Using the New Free Inventory Snapshot for vSphere by VMware Labs

Introduction

VMware’s “flings” are completely free projects offered by VMware engineers. These flings are unsupported (except via comments on the website) and may or may not be part of upcoming commercial releases of vSphere (or other VMware products). VMware wants to get your feedback on the features offered in these flings and the VMware engineers genuinely care about their pet projects released as flings.

One of the latest flings is called “inventory snapshot”. This free vSphere tool allows you to take a snapshot of an entire vCenter inventory and then reproduce that inventory on the same vCenter server or another vCenter server. Thus, you could reproduce a vCenter cluster on the same vCenter server or another server.

To give you some more detail, this vCenter inventory snapshot includes the folders, datacenters, clusters, resource pools, vApps, hierarchy, roles and permissions, configuration settings, and custom fields. In other words, if you have an inventory with a given set of hosts and VMs organized into a group of clusters, you can reproduce this environment, including the cluster settings and custom roles you may have defined.

This ability is helpful in a variety of use cases. Suppose you’ve spent a lot of time creating a development vCenter environment, and now you wish to deploy it in production. Using the Inventory Snapshot fling, you can snapshot your dev environment and recreate it on the production server, saving you the task of laboriously adding each host, creating the proper clusters and resource pools, etc.

Downloading Inventory Snapshot for vSphere

To use the snapshot fling, you would need vSphere 4.1 (including vCenter). With your vSphere infrastructure already up and running, you can download the inventory snapshot here

Unzip the file and place it in an convenient location.

You’ll also need the latest version of Java installed AND VMware’s PowerCLI.

From the inventory snapshot ZIP file, you can run inventory.bat

Keep in mind that PowerCLI is required because inventory snapshot will be creating a PowerCLI script that you will be modifying and then using to recreate your entire vSphere infrastructure (or a piece of it) on the same or another server.

Using Inventory Snapshot

Once you have met the requirements and have Inventory Snapshot ready to use run inventorySnapshot.bat to bring up the UI. In Linux and MacOS, you use the inventorySnapshot.sh shell script to bring up the graphical user interface.

You’ll enter your vCenter hostname, username, password, and a path to store all the inventorysnapshot PowerCLI (PS1) snapshot files.


Figure 1

This generates a bunch of PowerCLI scripts and brings up this screen:


Figure 2

Notice the 4 tabs on the top. From here, you can review the actual code that will be used to recreate the vSphere inventory.

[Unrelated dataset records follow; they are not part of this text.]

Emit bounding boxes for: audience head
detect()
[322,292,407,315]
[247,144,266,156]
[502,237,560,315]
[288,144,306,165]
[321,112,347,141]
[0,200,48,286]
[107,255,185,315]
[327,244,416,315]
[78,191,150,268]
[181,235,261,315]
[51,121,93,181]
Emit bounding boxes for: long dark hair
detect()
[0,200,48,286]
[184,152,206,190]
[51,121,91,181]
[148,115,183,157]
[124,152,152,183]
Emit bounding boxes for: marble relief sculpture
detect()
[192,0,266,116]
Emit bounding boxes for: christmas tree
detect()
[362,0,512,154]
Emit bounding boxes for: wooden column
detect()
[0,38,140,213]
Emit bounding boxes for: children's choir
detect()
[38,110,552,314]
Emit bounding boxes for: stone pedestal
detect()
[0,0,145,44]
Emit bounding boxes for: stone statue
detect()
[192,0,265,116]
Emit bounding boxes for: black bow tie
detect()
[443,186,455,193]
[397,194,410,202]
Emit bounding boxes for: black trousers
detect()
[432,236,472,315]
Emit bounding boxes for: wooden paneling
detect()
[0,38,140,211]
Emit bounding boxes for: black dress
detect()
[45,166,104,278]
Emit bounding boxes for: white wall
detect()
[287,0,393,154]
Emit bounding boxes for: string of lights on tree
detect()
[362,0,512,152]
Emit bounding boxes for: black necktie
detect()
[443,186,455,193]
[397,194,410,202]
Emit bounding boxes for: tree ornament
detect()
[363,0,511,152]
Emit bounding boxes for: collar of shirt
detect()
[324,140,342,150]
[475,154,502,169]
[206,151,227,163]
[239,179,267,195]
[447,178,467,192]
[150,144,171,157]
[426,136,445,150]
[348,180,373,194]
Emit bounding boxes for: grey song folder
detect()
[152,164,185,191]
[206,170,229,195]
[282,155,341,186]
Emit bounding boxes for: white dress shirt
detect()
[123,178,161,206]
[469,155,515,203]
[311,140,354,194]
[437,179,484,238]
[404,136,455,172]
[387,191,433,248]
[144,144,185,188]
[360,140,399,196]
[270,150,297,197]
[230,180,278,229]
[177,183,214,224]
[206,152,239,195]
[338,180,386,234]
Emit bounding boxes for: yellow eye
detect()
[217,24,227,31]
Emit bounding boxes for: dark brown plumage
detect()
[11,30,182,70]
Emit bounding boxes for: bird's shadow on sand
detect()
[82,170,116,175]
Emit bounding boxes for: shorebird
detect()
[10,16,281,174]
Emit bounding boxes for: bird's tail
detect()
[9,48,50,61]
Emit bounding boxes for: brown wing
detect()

On the Host Info tab, you will configure the username and password for each ESXi server as passwords are not captured as part of the inventory snapshot.


Figure 3

Note that you can also commit the same username/password to all hosts to save you time.

In the Inventory Tree tab, you can select which pieces of the inventory you want to be recreated on the same or new host.


Figure 4

Finally, you’ll create your PowerCLI script which will be used to recreate the inventory (and is modified based on the choices you selected here).


Figure 5

That script should be called something like createInventory.PasswordModified.PS1. Now, connect to the new vCenter server where you want to recreate the captured inventory. With PowerCLI, you’ll do this with Connect-VIServer.

Once connected, run the new script and you’ll be able to recreate your vSphere infrastructure.

For a demo, watch this video of how to use the new & free inventorySnapshot:


Figure 6

Summary

While the InventorySnapshot fling may seem a bit complex at first, I ensure you that it is not hard to use once you have the app downloaded and installed. Don’t forget about the java and PowerCLI requirements as it won’t work without that! Once you’ve got it running you have the power to take a complete snapshot of a vSphere infrastructure and recreate it on whatever other vCenter server you have (could be another customer, another datacenter, or just moving it to a production vCenter host). Finally, make sure that you ask your questions and provide feedback to the VMware Labs engineers to help them continue to make products like these better.